Notice that the law said if the charge is true that the woman is not a virgin. Truth under the Law of Moses was established by two or three witnesses. "A single witness shall not rise up against a man on account of any iniquity or any sin which he has committed; on the evidence of two or three witnesses a matter shall be confirmed" (Deuteronomy 19:15). A lack of evidence is not a witness. The husband's charge is also not a witness since he is the one making the accusation. Thus, two or more independent pieces of evidence would need to be shown that the woman had sex, prior to marriage, with other men. If the truth is established then the woman received the death penalty at the doorway of her family's house. Why? Because the family was involved in lying about her status to gain a larger dowry and because an engaged woman who consents to have sex prior to marriage receives the death penalty (Deuteronomy 22:23-24).

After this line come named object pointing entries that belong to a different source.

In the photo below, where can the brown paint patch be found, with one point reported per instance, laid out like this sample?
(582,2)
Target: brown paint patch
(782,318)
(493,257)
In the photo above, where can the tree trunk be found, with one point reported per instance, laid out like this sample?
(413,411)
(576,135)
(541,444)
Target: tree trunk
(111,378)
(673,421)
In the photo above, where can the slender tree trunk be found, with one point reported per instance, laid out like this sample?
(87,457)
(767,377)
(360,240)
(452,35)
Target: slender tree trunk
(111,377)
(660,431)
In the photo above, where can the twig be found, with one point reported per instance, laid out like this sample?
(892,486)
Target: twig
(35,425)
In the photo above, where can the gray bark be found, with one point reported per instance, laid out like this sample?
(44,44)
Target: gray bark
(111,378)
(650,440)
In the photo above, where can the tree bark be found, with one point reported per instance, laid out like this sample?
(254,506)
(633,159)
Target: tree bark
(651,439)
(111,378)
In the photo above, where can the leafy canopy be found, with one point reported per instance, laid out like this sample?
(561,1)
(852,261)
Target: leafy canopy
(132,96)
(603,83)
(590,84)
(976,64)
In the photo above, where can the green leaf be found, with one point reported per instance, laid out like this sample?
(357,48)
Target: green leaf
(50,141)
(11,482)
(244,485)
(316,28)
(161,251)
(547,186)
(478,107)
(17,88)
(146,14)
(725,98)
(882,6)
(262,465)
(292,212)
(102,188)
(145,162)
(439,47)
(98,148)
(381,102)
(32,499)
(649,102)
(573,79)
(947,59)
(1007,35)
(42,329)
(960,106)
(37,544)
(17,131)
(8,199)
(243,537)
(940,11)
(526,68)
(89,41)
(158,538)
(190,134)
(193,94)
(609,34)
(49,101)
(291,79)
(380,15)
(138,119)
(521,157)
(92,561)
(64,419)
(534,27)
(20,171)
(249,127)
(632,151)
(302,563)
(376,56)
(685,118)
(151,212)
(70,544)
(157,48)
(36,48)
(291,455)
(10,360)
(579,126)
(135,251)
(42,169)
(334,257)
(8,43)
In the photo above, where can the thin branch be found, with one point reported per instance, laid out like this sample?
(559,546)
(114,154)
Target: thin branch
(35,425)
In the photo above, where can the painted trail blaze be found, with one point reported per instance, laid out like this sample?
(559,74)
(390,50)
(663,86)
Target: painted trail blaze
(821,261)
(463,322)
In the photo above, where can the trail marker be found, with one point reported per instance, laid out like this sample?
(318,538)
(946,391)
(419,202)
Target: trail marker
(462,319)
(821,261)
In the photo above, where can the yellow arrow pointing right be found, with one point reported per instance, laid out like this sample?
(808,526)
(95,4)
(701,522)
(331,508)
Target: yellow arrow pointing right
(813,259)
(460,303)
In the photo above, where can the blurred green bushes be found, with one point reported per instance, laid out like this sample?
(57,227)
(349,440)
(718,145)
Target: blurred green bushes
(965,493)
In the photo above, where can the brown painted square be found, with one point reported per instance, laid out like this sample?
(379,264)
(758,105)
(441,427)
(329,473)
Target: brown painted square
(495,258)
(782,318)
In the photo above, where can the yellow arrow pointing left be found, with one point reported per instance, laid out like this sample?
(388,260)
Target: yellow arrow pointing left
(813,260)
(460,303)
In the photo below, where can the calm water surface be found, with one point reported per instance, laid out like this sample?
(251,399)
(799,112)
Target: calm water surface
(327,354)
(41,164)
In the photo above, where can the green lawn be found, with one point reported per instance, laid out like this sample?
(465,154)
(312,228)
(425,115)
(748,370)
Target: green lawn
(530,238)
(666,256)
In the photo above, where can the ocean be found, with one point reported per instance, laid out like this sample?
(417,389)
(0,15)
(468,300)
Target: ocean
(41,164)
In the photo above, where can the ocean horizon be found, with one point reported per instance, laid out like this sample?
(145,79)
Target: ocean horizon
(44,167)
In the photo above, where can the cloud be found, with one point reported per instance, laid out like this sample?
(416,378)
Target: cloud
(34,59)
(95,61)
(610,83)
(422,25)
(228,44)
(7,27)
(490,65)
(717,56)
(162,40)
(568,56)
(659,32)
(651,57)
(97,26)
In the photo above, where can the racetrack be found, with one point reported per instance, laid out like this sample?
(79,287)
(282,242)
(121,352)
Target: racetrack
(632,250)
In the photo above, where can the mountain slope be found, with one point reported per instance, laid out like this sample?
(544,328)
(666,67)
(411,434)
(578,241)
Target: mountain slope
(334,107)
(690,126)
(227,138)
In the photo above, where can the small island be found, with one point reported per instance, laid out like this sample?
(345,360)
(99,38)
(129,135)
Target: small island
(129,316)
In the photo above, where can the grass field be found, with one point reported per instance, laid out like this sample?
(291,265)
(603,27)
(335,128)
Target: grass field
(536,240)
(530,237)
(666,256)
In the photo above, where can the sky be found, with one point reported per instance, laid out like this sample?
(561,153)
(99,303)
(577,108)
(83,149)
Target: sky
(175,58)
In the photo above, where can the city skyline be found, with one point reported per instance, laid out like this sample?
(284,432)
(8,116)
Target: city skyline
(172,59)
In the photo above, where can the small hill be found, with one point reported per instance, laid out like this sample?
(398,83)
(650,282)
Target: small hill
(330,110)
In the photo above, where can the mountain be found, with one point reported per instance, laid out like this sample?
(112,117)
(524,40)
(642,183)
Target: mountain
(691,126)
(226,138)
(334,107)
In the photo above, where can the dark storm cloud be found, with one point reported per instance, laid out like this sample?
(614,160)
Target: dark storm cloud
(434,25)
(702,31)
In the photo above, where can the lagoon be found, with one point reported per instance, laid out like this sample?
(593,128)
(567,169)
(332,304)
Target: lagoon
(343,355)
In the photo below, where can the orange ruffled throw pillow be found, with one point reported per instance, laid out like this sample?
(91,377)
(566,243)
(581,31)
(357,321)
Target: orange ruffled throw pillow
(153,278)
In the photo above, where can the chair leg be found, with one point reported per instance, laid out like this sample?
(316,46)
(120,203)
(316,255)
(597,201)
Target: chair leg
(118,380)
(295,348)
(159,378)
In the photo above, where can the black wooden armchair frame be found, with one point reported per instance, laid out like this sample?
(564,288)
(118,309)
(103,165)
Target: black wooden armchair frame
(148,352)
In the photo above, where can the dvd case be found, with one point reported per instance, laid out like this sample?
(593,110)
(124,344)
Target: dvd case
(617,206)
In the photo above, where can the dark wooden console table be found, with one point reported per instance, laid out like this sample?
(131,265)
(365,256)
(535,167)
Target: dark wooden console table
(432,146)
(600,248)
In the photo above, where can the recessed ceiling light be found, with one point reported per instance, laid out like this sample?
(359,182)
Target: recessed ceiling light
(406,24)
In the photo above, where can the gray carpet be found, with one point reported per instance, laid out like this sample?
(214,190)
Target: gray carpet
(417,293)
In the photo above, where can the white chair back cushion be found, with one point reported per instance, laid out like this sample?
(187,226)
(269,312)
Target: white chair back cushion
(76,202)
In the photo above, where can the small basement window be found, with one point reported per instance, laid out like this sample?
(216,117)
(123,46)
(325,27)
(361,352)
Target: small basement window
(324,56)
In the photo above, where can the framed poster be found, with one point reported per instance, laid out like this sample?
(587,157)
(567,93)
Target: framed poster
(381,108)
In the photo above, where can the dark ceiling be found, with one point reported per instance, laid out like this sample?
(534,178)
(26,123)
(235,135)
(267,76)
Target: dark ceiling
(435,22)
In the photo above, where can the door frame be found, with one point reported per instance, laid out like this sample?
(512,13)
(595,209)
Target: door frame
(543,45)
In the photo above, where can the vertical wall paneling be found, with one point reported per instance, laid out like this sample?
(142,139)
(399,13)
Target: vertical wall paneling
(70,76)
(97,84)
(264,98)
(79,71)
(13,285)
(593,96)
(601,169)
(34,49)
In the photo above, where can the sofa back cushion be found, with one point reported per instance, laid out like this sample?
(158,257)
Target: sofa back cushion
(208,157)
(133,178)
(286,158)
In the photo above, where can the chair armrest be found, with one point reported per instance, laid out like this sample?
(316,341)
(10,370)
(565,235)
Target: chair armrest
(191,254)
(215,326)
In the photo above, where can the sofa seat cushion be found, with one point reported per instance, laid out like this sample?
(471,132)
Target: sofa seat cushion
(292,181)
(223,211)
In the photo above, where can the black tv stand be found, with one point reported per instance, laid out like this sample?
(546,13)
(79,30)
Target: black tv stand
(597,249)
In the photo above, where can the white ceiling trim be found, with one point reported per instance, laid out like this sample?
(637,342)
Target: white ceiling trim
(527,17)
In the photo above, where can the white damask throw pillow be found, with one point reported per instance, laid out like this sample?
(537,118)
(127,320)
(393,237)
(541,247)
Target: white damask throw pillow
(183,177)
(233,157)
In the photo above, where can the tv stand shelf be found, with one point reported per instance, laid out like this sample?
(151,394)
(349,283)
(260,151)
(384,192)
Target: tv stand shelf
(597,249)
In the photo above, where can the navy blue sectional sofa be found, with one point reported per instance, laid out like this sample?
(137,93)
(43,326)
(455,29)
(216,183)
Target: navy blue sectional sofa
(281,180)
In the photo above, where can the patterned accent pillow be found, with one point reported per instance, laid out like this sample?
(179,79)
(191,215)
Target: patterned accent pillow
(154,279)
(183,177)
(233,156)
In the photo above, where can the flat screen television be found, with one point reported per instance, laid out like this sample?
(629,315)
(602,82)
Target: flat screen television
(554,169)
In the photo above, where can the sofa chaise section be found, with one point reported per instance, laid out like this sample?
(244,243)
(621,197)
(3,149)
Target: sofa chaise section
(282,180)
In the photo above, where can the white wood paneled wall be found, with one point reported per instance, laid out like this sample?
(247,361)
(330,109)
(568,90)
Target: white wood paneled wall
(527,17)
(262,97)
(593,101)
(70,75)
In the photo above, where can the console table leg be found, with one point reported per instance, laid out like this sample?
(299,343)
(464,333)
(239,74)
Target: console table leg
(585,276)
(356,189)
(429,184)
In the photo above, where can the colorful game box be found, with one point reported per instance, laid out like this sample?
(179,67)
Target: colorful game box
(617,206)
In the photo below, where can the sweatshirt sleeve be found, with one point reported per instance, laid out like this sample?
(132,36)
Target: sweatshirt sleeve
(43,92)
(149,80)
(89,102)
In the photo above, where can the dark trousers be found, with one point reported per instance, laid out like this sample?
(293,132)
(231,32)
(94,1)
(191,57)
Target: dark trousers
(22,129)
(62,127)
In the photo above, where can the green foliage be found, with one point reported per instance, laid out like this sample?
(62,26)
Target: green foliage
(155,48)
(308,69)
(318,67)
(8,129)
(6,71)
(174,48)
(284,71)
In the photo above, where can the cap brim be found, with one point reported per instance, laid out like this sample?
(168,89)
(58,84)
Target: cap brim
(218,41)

Another law also states that the death penalty cannot be carried out without multiple independent witnesses (Deuteronomy 17:6).
By the way, Deuteronomy 22:23-24 also states that the man who has sex with her is also put to death. It would seem that in trying to prove that his wife was committing fornication prior to marriage, the husband is not going to be able to get other men to admit that they had sex with her because that would put their own lives at risk. In other words, the husband would have a really difficult time proving his case.
What this law does is eliminate "buyer's remorse" in weddings where a man marries a woman and then after a short while decides he made a mistake and wants a different wife. Slandering his wife will likely result in him receiving a very stiff fine. (God doesn't tolerate lying.) Only in a case where the husband can prove that he was lied to about the woman he was marrying was the death penalty invoked.